Note: I haven’t found a way to break is_trivially_destructible yet, so maybe it doesn’t need to change. Here I’m just making it consistent with the others.

This proposal breaks a lot of eggs, but it makes a good omelet.

It would allow the following naïve code to Just Work, even though it is buggy today (Godbolt):

template<class T, class U>
U *simple_copy(T *first, T *last, U *dfirst) {
  static_assert(std::is_assignable_v<T&, U&>);
  if constexpr (std::is_trivially_assignable_v<T&, U&>) {
    static_assert(sizeof(T) == sizeof(U));
    std::memmove(dfirst, first, (last - first) * sizeof(T));
    return dfirst + (last - first);
  } else {
    while (first != last) *dfirst++ = *first++;
  }
}

int main() {
  int source[] = {1,2,3};
  float dest[] = {1,2,3};
  simple_copy(source, source+3, dest);
  printf("%f %f %f\n", dest[0], dest[1], dest[2]);
}

Note: Okay, to really make std::copy work, you also need a special case for n == 1 and/or __datasizeof, because a single-object range might consist of a single potentially overlapping subobject. But vendors already know that pitfall, and deal with it. See my blog post of July 2018.

This proposal opens the door for vendor-specific extensions to permit e.g. is_trivially_constructible<unique_ptr<int>, int*>. This is perfectly safe by the library-writer’s intuition, since uninitialized_copy’ing a range of unique_ptr<int> from a range of int* can indeed be safely lowered to memcpy. How should the author of unique_ptr warrant triviality to the compiler, so that the compiler can reflect it back to the author of uninitialized_copy?—​We should leave that up to the vendor to figure out; but one possible extension would be

struct UniquePtr {
  int *p_;
  [[clang::trivial]] explicit UniquePtr(int *p);
  ~UniquePtr();
};

I believe this proposal completely eliminates all references to "trivial operations" and "trivial functions" (other than trivial special members). That’s nice, because the Standard never defines what those are. By removing all references to them, we never have to define what they are.

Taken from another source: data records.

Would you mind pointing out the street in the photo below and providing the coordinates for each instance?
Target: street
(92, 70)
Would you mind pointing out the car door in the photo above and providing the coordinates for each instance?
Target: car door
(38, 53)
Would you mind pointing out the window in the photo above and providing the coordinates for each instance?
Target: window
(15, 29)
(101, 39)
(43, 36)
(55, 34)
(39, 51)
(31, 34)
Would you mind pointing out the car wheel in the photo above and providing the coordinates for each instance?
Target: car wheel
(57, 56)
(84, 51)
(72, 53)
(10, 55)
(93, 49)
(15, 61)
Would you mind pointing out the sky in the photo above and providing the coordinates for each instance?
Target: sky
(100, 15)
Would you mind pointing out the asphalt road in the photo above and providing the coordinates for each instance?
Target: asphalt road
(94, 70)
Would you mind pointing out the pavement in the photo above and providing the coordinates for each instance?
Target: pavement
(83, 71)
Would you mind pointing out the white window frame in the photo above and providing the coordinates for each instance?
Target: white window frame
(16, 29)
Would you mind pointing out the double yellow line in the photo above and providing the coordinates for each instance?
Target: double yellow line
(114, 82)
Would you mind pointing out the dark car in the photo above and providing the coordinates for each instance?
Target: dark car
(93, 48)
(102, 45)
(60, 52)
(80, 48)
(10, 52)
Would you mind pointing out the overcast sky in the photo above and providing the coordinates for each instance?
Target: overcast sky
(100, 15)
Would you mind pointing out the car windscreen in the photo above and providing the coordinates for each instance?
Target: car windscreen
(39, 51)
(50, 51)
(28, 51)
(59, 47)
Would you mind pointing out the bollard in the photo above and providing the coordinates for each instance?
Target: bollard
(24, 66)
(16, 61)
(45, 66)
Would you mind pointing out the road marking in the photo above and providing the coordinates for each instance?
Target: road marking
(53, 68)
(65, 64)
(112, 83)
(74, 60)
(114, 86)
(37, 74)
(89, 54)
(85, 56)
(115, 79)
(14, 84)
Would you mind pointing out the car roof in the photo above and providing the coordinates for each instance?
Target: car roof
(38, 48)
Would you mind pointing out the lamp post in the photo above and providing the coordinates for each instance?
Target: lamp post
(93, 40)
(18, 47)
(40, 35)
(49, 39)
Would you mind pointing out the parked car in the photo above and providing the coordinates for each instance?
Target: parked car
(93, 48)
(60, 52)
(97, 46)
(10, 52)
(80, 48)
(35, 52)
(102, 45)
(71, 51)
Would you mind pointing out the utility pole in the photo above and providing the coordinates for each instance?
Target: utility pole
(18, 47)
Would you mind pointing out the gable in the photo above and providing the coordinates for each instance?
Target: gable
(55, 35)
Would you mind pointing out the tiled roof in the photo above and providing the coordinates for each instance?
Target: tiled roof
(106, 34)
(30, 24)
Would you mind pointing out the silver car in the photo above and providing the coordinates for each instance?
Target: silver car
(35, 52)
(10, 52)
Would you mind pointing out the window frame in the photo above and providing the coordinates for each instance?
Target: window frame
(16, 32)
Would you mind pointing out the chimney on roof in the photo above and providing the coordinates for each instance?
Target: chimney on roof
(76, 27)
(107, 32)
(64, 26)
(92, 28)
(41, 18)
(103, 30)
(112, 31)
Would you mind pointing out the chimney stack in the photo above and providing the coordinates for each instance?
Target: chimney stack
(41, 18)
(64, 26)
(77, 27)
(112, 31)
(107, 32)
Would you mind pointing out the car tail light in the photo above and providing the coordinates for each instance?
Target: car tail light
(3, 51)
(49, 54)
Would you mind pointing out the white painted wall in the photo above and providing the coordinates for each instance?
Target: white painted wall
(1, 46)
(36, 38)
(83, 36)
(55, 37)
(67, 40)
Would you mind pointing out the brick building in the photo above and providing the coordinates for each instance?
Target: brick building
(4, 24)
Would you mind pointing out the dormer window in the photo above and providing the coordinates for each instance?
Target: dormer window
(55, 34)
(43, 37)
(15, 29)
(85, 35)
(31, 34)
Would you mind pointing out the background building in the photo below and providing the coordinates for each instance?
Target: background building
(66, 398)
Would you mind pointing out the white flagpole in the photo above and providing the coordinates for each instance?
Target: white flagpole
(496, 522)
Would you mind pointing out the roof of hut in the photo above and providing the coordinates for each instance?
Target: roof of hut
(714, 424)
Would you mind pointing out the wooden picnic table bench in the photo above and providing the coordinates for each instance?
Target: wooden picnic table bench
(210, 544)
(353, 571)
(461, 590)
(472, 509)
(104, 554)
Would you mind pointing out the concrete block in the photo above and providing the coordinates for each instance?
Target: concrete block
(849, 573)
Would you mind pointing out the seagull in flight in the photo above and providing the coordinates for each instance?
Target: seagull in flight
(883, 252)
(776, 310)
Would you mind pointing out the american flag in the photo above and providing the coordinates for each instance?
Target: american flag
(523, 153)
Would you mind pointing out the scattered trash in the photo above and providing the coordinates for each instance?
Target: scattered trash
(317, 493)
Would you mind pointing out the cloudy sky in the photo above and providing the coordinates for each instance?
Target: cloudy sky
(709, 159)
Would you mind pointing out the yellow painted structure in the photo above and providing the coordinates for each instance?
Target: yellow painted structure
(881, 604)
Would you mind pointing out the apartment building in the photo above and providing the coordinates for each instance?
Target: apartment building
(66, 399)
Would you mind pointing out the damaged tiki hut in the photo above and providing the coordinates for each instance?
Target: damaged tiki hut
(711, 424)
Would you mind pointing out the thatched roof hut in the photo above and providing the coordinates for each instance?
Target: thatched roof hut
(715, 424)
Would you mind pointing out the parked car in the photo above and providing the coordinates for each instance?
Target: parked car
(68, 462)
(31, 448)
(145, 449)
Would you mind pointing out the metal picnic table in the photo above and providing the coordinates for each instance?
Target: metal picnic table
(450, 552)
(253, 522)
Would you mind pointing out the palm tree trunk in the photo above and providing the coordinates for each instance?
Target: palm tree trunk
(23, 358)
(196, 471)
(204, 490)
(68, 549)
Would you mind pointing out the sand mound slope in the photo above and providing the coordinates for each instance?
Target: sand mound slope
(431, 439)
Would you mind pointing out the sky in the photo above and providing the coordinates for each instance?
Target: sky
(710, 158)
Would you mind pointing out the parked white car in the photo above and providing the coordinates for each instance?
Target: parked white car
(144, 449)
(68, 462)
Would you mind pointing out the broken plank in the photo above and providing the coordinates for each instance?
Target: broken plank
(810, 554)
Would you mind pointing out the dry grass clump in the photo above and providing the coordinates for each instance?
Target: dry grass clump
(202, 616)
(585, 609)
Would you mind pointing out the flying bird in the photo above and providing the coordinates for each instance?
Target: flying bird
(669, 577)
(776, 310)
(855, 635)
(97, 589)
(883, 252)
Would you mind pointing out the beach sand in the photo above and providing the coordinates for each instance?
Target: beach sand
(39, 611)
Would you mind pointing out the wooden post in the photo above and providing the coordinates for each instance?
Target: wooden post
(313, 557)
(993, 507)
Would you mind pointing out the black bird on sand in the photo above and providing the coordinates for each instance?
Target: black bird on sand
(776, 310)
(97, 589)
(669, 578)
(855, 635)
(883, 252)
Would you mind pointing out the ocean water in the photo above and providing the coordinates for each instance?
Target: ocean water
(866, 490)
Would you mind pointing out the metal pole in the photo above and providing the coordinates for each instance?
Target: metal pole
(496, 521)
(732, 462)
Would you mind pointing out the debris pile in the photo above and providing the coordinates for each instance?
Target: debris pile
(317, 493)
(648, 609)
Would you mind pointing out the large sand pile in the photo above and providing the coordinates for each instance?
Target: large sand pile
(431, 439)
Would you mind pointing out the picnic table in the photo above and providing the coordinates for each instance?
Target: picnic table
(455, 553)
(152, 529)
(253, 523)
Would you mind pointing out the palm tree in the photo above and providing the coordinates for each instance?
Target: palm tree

By permitting vendors to define is_trivially_copy_constructible<FinalPolymorphic>, this proposal solves an issue recently raised for Clang by Haojian Wu; see [BitwiseCopyable]. Library authors really want to be able to memcpy and/or start-the-lifetime-of polymorphic types. That works in practice, but today it’s technically UB because polymorphic types never have any trivial constructors and therefore are never implicit-lifetime types ([class.prop]/9). But the compiler knows that a final polymorphic type can be trivially copied, and therefore could consider it to be implicit-lifetime. This could solve a large swath of Haojian’s problem without needing Clang to provide a separate builtin, although it probably doesn’t solve the whole problem.

Note: Non-final polymorphic types can never be trivially copied nor trivially assigned, because of slicing. See my blog post of June 2023.

Finally, we need to do something with [basic.types.general]/2–3. Given the proposed wording above, I think we could just strike [basic.types.general]/2–3 as redundant: obviously, if a type is trivially copy-assignable by the new wording (let alone TC), then copying its object representation also copies its value, by definition. Striking those two paragraphs would also save us from having to define what the "[original] value" of an object means, standardese-wise.

[basic.types.general]/4 says: "For trivially copyable types, the value representation is a set of bits in the object representation that determines a value, which is one discrete element of an implementation-defined set of values." This sentence doesn’t seem useful, but also isn’t harmful; we can let it be.

5.1. Conclusion

This proposal is drastic and breaks a lot of eggs, but makes a good omelet. We would come out the other side with a type-traits library that is actually usable by library-writers. Library-writers are already quietly assuming that the traits work this way, so bringing the Standard into line with those assumptions would immediately close a lot of library bugs.

I plan to bring an R1 with formal wording, and hope to also gain some implementation experience in my fork of Clang. Assistance will be gratefully accepted.

6. Acknowledgments

Thanks to Ville Voutilainen and Giuseppe D’Angelo for their encouragement and discussion.

Thanks to the regulars on the cpplang Slack for rubber-ducking a lot of these examples.